RESENHA - MORTE E VIDA SEVERINA - JOÃO CABRAL DE MELO NETO


Editora: Ponto de Leitura
Páginas: 182

Sinopse: "Coletânea de poemas - O Rio (1953), Morte e Vida Severina (1954-55), Paisagens com Figuras (1955) e Uma Faca sem Lâmina (1955) - de João Cabral de Melo Neto publicados na década de 1950. Para Cabral, esta década foi crucial para a consolidação da linguagem que viria a refinar nos anos seguintes. No poema O Rio, Cabral trata do rio Capibaribe e de seu povo, só que, desta vez, sob uma ótica mais documental e narrativa. Já Morte e vida Severina, publicado pela primeira vez em 1956, é a obra mais popular e social do poeta. Retrata a fuga da seca de retirantes que seguem o curso do rio Capibaribe. Encenada dez anos depois de sua publicação, com música de Chico Buarque, recebeu diversos prêmios, como o do Festival de Nancy, na França. Em Paisagens com Figuras (1955), o poeta mescla, nos poemas, descrições das paisagens de Pernambuco e da Espanha. Por fim, em Uma Faca sem Lâmina (1955), obra densa e excepcional, Cabral remete a um tema que lhe é caro: a composição poética." 

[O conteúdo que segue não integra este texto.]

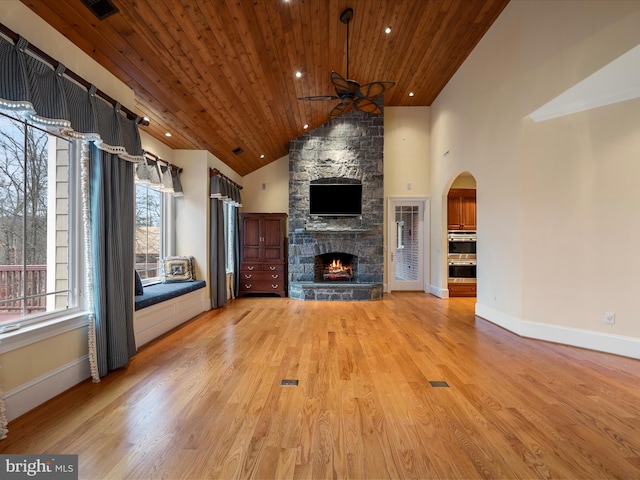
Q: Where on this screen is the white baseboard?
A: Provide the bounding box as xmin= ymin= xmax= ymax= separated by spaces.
xmin=476 ymin=303 xmax=640 ymax=360
xmin=4 ymin=355 xmax=91 ymax=422
xmin=429 ymin=285 xmax=449 ymax=298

                                                       "O meu nome é severino,
                                                             Como não tenho outro de pia.
                                                             Como há muitos severinos,
                                                             Que é santo de romaria,
                                                             Deram então de me chamar
                                                             Severino de maria
                                                             Como há muitos severinos"
                                                                                                            (...)

    Morte e Vida Severina, auto de natal pernambucano, escrito por João Cabral de Melo Neto. O Autor retrata em Morte e vida Severina a historia dos tantos severinos que seguem o fluxo do rio Capibaribe em retiro a Recife em fuga da seca. 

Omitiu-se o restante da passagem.